Analisis serupa juga disampaikan oleh Wilfredo Plata dari Fundación Tierra terkait dampak jangka panjang regulasi ini. Ia memprediksi akan terjadi pergeseran pasar tanah yang sangat tajam, terutama di wilayah dataran rendah bagian timur.

Plata mencermati bahwa pertumbuhan kepemilikan lahan berskala besar akan meningkat drastis dengan mengorbankan petani kecil. Konversi lahan subsisten menjadi properti skala menengah dianggap sebagai strategi sistematis untuk penguasaan lahan oleh segelintir pihak.

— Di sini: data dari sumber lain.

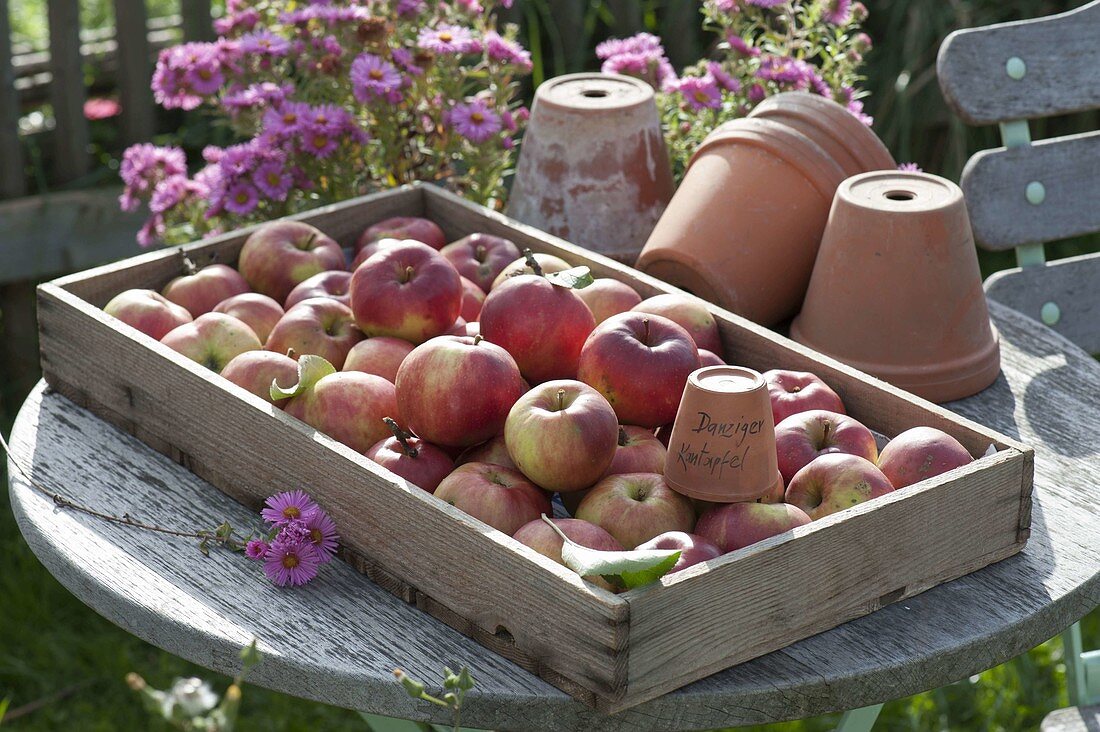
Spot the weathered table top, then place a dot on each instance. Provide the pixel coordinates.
(338, 638)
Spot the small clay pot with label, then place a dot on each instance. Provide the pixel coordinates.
(723, 443)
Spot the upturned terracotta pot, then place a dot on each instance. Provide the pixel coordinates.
(593, 167)
(897, 290)
(743, 229)
(723, 441)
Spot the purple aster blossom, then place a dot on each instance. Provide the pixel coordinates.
(284, 507)
(700, 93)
(255, 549)
(448, 40)
(507, 52)
(322, 534)
(373, 77)
(290, 563)
(474, 120)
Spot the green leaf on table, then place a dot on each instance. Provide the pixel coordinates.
(576, 277)
(633, 568)
(311, 369)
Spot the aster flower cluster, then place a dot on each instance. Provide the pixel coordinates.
(301, 538)
(330, 99)
(763, 47)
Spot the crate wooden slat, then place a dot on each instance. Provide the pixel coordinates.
(609, 651)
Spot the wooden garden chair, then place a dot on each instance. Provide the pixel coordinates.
(1029, 193)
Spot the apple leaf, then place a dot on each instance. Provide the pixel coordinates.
(311, 369)
(633, 568)
(576, 277)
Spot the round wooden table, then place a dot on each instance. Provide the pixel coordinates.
(339, 638)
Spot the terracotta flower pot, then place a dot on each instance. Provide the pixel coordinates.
(897, 290)
(723, 441)
(745, 225)
(593, 167)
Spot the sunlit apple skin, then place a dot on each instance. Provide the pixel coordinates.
(547, 262)
(457, 391)
(541, 325)
(381, 356)
(690, 314)
(473, 297)
(635, 507)
(349, 406)
(425, 469)
(278, 255)
(502, 498)
(562, 435)
(493, 450)
(254, 371)
(333, 284)
(202, 290)
(733, 526)
(640, 363)
(921, 452)
(606, 297)
(803, 436)
(319, 326)
(637, 450)
(403, 227)
(407, 291)
(212, 339)
(792, 392)
(693, 548)
(834, 482)
(259, 312)
(543, 539)
(149, 312)
(481, 257)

Proses pengesahan UU 1720 juga dinilai cacat prosedur karena mengabaikan hak konstitusional masyarakat untuk dilibatkan. Hal ini dianggap melanggar Pasal 30 Konstitusi Politik Negara Bolivia yang mewajibkan adanya konsultasi dengan komunitas akar rumput.

Nama Senator Branko Marinković mencuat sebagai salah satu tokoh utama di balik lahirnya regulasi yang kontroversial ini. Ia dikenal sebagai sosok oligarki yang pernah memperoleh lahan seluas 33.000 hektare pada masa pemerintahan transisi tahun 2020.

Tabel perbandingan dampak UU 1720 menurut pandangan pemerintah dan rakyat:

Aspek Perbedaan Perspektif Pemerintah Perspektif Rakyat & Petani
Tujuan Utama Memberikan akses kredit bagi petani kecil. Memfasilitasi penguasaan lahan oleh korporasi.
Status Lahan Konversi lahan menjadi skala menengah. Ancaman terhadap kedaulatan tanah adat.
Proses Legislasi Langkah percepatan ekonomi nasional. Pelanggaran konstitusi tanpa konsultasi.
Dampak Sosial Modernisasi sektor agrikultur. Perampasan tanah dan pemiskinan petani.

Perbedaan pandangan yang sangat kontras ini menunjukkan adanya jurang komunikasi yang lebar antara pembuat kebijakan dan masyarakat. Rakyat menganggap regulasi ini hanyalah alat untuk memperkaya segelintir elite penguasa tanah.

Seruan perlawanan kini terus menggema di berbagai sudut kota La Paz dan wilayah-wilayah pelosok Bolivia lainnya. Salah satu demonstran menegaskan bahwa rakyat akan terus bangkit karena hak mereka untuk bersuara telah diabaikan oleh pemerintah.

Kini, masa depan pemerintahan Presiden Rodrigo Paz berada di ujung tanduk seiring dengan semakin meluasnya gelombang unjuk rasa. Stabilitas negara menjadi taruhan jika tuntutan para petani dan masyarakat adat ini tidak segera mendapatkan solusi yang adil.